# How do you define a variable and write an expression for each phrase: The product of 5 less a number and 4 less than twice the same number?

May 8, 2016

$\left(x - 5\right) \times \left(2 x - 4\right)$
A different interpretation of the English could give:
$\left(5 - x\right) \left(2 x - 4\right)$

Translate the English words into maths.

#### Explanation:

Let the number that is referred to be $x$.

It at least gives us something to work with rather than just a ?.

First, put in some punctuation in the statement to make it easier to understand.
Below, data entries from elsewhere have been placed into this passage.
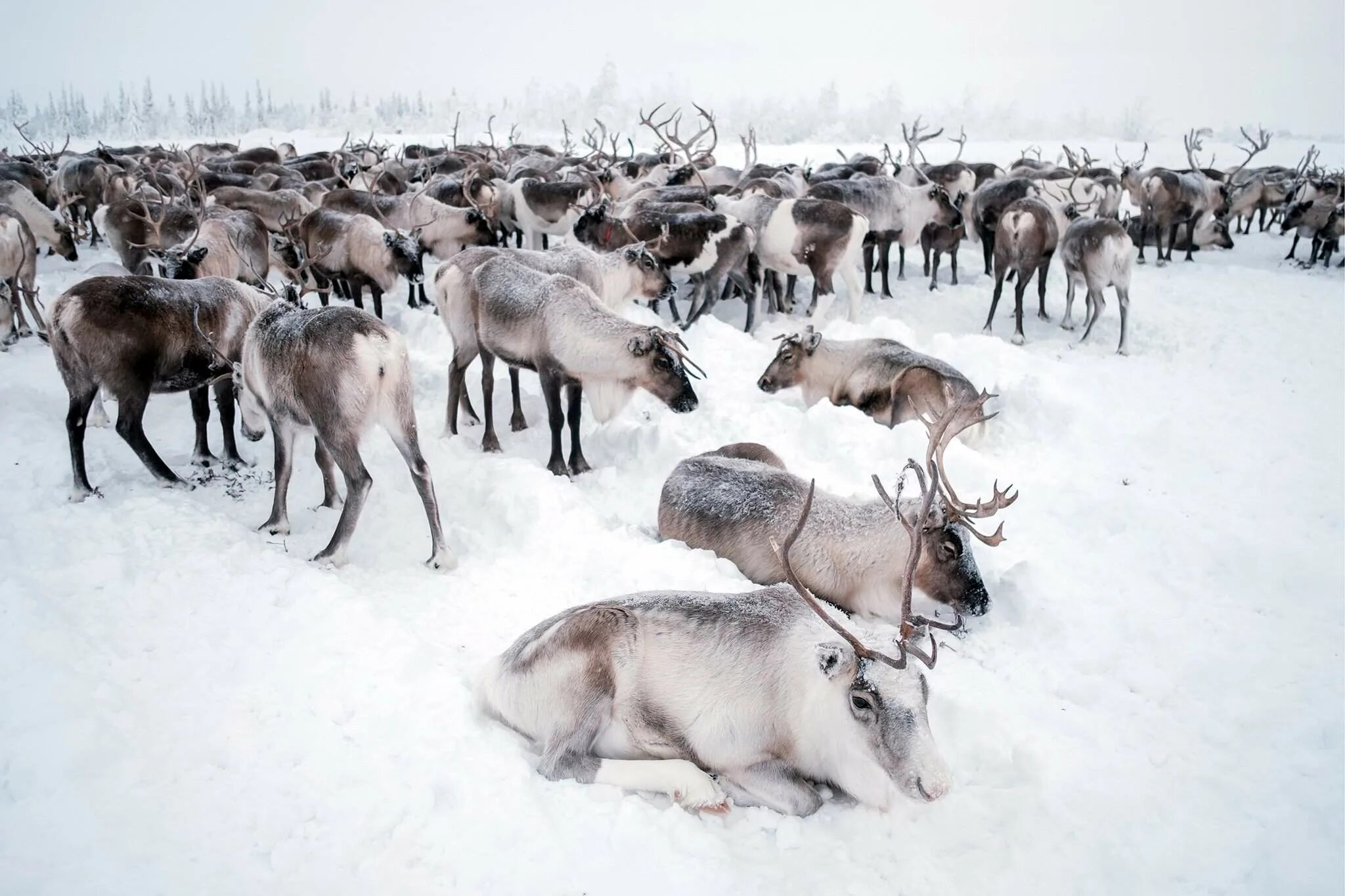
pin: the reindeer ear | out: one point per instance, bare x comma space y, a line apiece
835, 660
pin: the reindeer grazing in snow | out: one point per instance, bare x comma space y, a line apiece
798, 237
1025, 241
557, 327
1097, 253
358, 250
332, 372
887, 381
1172, 198
133, 336
615, 278
768, 691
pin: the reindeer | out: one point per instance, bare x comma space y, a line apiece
332, 372
740, 498
797, 237
18, 277
1172, 198
613, 277
46, 226
701, 245
881, 378
358, 250
896, 213
133, 336
1025, 241
557, 327
581, 685
1097, 253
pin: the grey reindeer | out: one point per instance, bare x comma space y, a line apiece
740, 498
557, 327
755, 698
332, 372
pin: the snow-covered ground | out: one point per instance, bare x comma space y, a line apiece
1155, 703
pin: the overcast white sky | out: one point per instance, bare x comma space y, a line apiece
1196, 61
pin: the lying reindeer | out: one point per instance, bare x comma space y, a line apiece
133, 336
557, 327
767, 691
332, 372
883, 378
613, 277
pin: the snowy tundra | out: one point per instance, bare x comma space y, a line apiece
1155, 703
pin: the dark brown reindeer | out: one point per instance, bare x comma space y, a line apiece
133, 336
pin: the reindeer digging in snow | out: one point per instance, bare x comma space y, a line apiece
557, 327
332, 372
883, 378
133, 336
767, 691
1097, 253
613, 277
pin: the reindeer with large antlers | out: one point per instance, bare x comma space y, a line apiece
767, 691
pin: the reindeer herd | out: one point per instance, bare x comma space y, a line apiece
761, 696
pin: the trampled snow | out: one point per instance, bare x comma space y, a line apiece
1155, 703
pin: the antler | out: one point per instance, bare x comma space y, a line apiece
914, 140
1254, 146
961, 140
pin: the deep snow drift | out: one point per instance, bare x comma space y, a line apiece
1153, 704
The key word is 'product'.

The word 'Product' always uses 'and'
The product of 2 and 3 would be 2 x 3.

In the expression we have ....

The product of, (5 less a number) and (4 less than twice the same number)
So, two values are being multiplied and we need an expression for each value.

'5 less than a number' means a certain number, with 5 subtracted from it. ....... [like 3, is 5 less than 8] In our case $x - 5$

"Twice a number' means the number x 2, so, $2 x$

'4 less than, twice the number' is $2 x - 4$

Now write an expression for the product of the two values for which we have written expressions:

$\left(x - 5\right) \times \left(2 x - 4\right)$

This does not need to simplified, the question is answered.

[The English is not quite clear. "5 less a number could also be interpreted as a number subtracted from 5, in which case the first bracket would be $\left(5 - x\right)$.]